Most adult athletes fully recover within two weeks and children within four, according to the statement published June 15 in the British Journal of Sports Medicine.
The number and severity of initial symptoms are the best indicators of how long it will take a patient to recover.
"Most athletes who have been concussed will get better, and will be able to return to play," said Dr. Margot Putukian, a member of the panel that drew up the new statement.
"Each injury is unique and will have its own timeline. But athletes should take comfort in knowing that there are treatments out there, and there are steps they can take to aid their own recovery," she added in a news release.
Factors that may prolong or complicate recovery include younger age; previous concussions; loss of consciousness for more than a minute; and preexisting conditions such as migraine, ADHD, learning disabilities, depression, anxiety/panic attacks, and motion sickness, the statement says.
Progressive moderate aerobic exercise within the first week helps recovery. Most athletes don't require over-the-counter and/or prescription medications for acute concussion symptoms.

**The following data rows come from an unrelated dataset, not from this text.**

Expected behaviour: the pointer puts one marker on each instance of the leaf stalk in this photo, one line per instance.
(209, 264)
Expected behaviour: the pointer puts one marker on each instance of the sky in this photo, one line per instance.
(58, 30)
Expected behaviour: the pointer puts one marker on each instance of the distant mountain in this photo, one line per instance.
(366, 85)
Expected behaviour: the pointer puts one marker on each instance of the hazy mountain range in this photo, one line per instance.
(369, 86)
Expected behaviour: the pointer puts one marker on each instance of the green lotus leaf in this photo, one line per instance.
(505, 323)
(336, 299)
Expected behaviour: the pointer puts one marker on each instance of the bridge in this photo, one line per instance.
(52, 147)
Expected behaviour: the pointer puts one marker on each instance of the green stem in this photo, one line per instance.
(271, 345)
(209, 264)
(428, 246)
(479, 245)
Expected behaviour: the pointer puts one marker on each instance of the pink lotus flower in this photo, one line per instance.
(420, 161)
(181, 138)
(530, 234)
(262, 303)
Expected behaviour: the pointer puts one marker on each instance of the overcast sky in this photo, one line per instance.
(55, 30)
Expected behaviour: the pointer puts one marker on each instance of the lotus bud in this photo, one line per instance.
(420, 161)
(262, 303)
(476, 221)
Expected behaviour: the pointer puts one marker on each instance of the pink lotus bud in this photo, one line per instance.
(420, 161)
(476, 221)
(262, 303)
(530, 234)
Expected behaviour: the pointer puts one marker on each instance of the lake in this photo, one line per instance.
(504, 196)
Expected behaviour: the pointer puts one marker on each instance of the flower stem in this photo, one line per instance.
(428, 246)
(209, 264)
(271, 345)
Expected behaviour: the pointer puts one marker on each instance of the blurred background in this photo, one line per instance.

The statement says there's no evidence to suggest that "nutraceuticals" help prevent or treat concussion. Nutraceuticals are foods or part of foods that provide medicinal or health benefits.
The statement, developed by a team from six major professional associations, updates a 2011 statement on concussion management.
It says persistent symptoms such as fatigue, headache and anxiety, aren't usually caused by a single factor, but likely result from the "complex interplay" between the physical and mental effects of concussion and underlying conditions.
In these cases, treatment should focus on the particular symptom. Examples of treatment include cognitive behavioral therapy and/or lifestyle changes to sleep, nutrition and hydration.
The consensus statement was developed by the Team Physician Consensus Conference (TPCC). It's an annual project-based alliance of six major professional associations: the American Academy of Family Physicians, American Academy of Orthopaedic Surgeons, American College of Sports Medicine, American Medical Society for Sports Medicine, American Orthopaedic Society for Sports Medicine and
American Osteopathic Academy of Sports Medicine.
Each year, between 1 million and 1.8 million concussions occur among Americans under age 18. Around 400,000 occur in high school athletes.
The new statement notes that concussion symptoms aren't specific and that there are no reliable methods of diagnosis -- such as blood tests, genetic tests or standard imaging techniques.
As a result, the actual number of sports-related concussions isn't known.